SLIS Clinical Professor Dave Shumaker’s book The Embedded Librarian: Innovative Strategies for Taking Knowledge Where It’s Needed is now available for advanced order. From the publisher:
Here is the first comprehensive survey of the growing practice of “embedded librarianship”—a strategic model for placing information professionals into partnerships with the individuals and working groups that depend upon their knowledge and expertise. David Shumaker looks at implementations in all types of organizations, identifies the characteristics of successful embedded librarians, and explains how information professionals in public, academic, school, medical, law, and other specialized library settings are using embedded librarianship principles to enhance their work and careers.
In demonstrating the value of information professionals to a broad range of knowledge-intensive projects, The Embedded Librarian is an important book for managers and executives involved in team building. In addition, its wealth of practical coverage and analysis, case studies, templates, and exercises make the book an invaluable resource for library school students, practicing librarians who wonder if an embedded role is right for them, and current embedded librarians who want to be ready for new opportunities in this exciting area of library work.
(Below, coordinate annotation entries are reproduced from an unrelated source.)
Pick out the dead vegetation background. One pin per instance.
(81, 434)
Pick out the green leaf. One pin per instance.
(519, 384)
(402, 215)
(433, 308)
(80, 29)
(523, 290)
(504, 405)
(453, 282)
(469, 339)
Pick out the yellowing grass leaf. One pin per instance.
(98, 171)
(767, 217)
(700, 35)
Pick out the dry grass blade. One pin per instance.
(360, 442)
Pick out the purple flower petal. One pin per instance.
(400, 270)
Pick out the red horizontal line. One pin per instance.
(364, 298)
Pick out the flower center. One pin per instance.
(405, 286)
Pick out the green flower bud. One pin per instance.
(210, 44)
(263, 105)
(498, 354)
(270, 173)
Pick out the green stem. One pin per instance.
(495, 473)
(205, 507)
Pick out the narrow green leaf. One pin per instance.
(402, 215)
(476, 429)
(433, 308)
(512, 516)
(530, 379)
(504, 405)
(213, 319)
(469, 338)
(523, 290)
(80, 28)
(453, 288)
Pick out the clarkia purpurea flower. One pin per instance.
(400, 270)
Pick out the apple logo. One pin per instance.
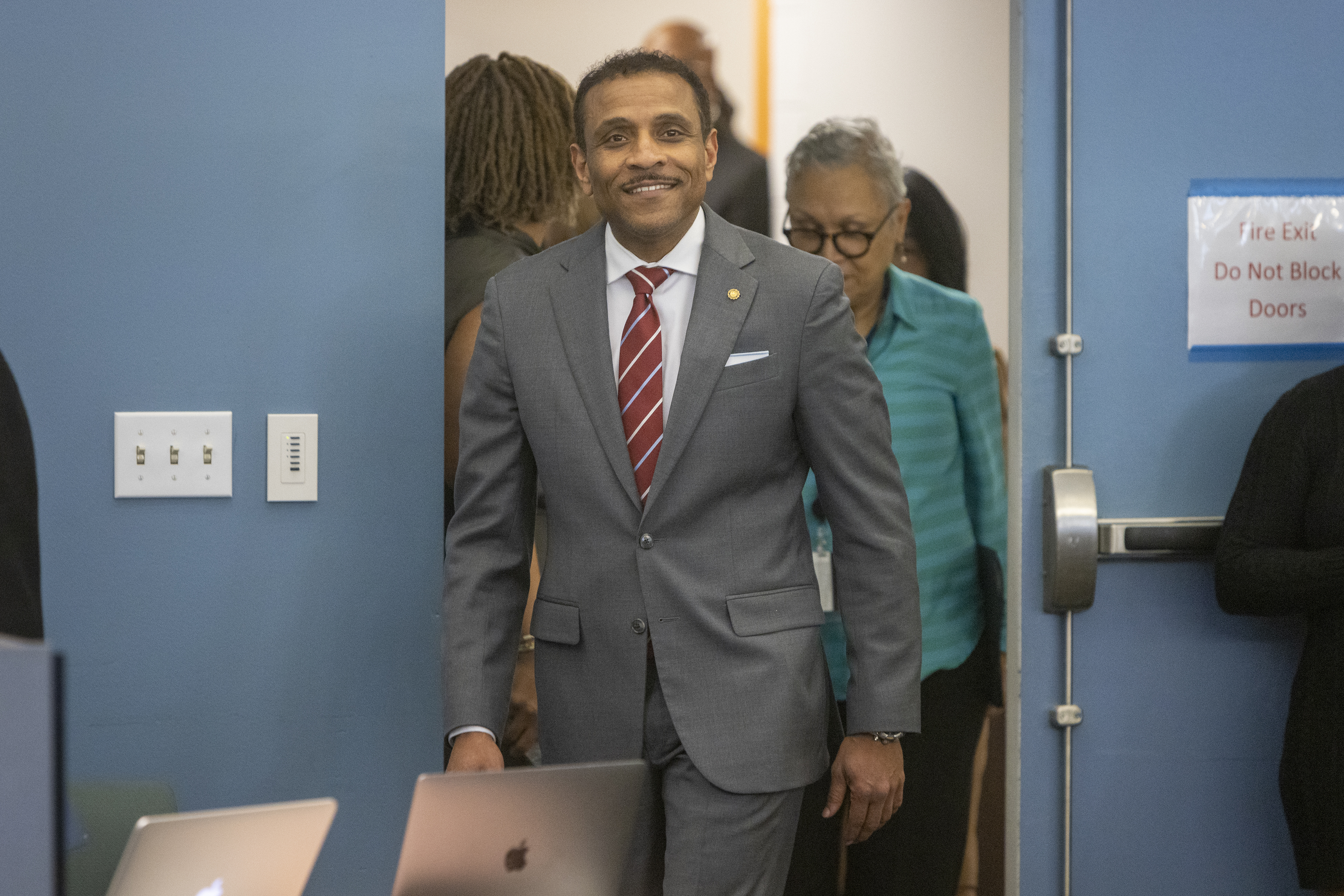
(517, 857)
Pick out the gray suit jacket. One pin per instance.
(718, 565)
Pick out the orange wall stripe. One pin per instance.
(763, 15)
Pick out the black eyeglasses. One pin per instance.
(850, 244)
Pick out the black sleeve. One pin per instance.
(1264, 566)
(21, 584)
(752, 200)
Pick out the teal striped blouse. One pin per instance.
(932, 352)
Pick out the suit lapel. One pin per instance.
(578, 301)
(710, 336)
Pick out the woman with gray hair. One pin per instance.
(930, 350)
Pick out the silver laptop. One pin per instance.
(561, 831)
(251, 851)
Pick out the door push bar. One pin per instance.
(1076, 539)
(1170, 536)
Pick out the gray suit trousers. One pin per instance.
(694, 839)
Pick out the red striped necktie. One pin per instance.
(640, 386)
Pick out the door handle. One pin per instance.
(1070, 539)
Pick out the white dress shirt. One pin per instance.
(671, 300)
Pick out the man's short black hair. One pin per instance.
(638, 62)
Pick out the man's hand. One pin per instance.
(475, 751)
(875, 777)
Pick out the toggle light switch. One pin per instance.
(291, 457)
(155, 454)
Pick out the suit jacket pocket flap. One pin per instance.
(557, 622)
(766, 612)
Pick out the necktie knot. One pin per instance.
(645, 280)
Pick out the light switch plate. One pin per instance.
(197, 437)
(291, 457)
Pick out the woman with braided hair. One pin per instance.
(509, 128)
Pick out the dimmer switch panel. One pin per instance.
(291, 457)
(166, 454)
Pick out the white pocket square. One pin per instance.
(742, 358)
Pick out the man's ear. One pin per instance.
(580, 163)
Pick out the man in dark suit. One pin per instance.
(740, 191)
(21, 584)
(670, 379)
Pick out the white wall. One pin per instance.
(570, 37)
(936, 79)
(933, 74)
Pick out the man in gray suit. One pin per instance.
(669, 379)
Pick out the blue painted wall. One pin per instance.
(237, 207)
(1175, 766)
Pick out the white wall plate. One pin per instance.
(291, 457)
(144, 449)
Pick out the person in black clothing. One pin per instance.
(21, 579)
(935, 246)
(507, 178)
(740, 191)
(1283, 553)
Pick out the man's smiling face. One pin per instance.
(647, 163)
David Shumaker is Clinical Associate Professor at the School of Library and Information Science, Catholic University of America. His research focuses on the development and successful implementation of new roles for librarians in all types of organizations, with a special emphasis on embedded librarianship. In 2008, he and his co-investigator, Mary Talley, were awarded the Special Libraries Association Research Grant for their project, “Models of Embedded Librarianship.” Project reports are available on the SLA website, and related articles have been published in Library Journal, Reference & User Services Quarterly, and Information Outlook.
Previously, Dave was a corporate librarian at the MITRE Corporation, where he served as Manager of Information Services, leading corporate library, archives, and records management operations. Earlier in his career, he was a Library of Congress Intern, a cataloger, and an automation specialist for the National Library Service for the Blind and Physically Handicapped. He holds graduate degrees from Drexel University and the University of Maryland.